The point being, if you're a stranger to toilet chat on this kind of level, that if they're metal, it might be a lot harder to set them on fire. In 2001, at the Temple Newsam festival site in Leeds on the Sunday night, rioters pelted the police with stones, and set three toilet blocks on fire. Nine people received hospital treatment.

 

Last year, the festival initially had its licence refused by the council, citing unsatisfactory toilet procedure (though not, funnily enough, their being set ablaze).

 

Then, when the festival finally took place, events pretty much repeated themselves - one of the toilet blocks was burned to the ground on the Sunday night.

 

Just as the history of a nation can be told by what it discards, so can the history of festivals in Britain, though in an admittedly quite unpleasant and obtuse way, be told through its toilets.

 

The advent of Glastonbury's often-referenced "million-pound super fence" last year was one sign that the times were changing.
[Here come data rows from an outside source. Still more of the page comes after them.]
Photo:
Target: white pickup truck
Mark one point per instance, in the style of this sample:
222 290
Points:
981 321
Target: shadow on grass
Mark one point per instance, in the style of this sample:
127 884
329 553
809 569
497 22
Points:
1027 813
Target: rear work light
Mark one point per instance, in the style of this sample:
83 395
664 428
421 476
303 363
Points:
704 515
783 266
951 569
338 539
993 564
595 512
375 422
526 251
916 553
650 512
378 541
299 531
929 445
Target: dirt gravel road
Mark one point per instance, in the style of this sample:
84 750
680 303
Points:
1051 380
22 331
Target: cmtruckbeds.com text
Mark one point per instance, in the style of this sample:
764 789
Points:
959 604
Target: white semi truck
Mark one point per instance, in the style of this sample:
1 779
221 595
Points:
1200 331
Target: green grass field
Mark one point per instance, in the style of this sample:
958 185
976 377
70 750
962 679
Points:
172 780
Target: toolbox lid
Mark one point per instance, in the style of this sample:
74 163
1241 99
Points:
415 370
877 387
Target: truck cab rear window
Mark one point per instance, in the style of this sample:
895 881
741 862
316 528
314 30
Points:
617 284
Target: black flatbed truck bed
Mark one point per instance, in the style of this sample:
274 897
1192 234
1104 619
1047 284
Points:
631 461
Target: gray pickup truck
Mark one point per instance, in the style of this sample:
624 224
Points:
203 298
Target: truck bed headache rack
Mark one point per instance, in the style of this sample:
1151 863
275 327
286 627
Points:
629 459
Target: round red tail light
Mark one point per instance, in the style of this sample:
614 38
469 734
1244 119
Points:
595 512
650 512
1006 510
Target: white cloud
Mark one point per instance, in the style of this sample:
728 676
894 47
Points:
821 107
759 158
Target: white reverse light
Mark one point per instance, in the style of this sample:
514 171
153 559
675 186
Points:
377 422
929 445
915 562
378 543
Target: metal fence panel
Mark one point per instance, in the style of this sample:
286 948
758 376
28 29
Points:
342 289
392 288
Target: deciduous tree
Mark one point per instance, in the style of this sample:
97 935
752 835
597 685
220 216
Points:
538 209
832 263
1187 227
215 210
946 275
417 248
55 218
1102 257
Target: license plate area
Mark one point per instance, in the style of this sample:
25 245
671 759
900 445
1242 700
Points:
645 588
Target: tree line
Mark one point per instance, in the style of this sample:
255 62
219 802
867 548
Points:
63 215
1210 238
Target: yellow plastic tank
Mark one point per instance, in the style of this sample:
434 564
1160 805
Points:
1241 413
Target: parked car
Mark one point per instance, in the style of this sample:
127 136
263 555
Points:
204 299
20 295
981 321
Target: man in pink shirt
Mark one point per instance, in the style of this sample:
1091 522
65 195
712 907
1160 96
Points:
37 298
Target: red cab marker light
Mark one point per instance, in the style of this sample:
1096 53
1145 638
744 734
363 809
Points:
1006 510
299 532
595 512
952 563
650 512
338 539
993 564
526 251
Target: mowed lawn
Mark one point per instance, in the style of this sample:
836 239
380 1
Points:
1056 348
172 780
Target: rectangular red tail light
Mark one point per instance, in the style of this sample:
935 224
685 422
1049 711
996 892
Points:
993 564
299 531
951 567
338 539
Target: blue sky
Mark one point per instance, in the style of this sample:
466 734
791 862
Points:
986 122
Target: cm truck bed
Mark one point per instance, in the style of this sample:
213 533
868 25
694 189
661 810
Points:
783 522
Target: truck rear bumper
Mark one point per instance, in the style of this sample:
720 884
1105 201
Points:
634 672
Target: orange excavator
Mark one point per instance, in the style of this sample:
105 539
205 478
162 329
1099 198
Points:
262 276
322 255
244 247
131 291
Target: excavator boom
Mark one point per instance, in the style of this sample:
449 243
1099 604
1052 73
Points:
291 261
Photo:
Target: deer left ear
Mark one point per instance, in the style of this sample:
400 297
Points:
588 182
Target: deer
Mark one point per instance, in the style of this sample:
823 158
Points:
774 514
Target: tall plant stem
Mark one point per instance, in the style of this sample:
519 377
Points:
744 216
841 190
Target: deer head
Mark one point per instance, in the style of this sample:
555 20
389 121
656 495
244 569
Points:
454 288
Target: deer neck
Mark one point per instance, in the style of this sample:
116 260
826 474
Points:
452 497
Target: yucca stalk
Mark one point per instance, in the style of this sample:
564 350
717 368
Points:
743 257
The same event's banning of campfires (to be repeated, unsurprisingly, at Reading and Leeds this year) was another.

 

Now, the modern era of festival-going is ushered in by the arrival of no more surreal an indicator of where we are headed than legions of fireproof commodes. There are still, of course, those for whom this marks some kind of dreadful namby-pambying of the festival circuit, much as their ancestors thought penicillin a total wimping out on all the high-minded principles of disease.

 

These we leave mad-eyed in smocks and listening to Hawkwind. We, meanwhile, march on into the future of festivals, with only the light from a blazing portaloo to guide our way. Mind how you go, now.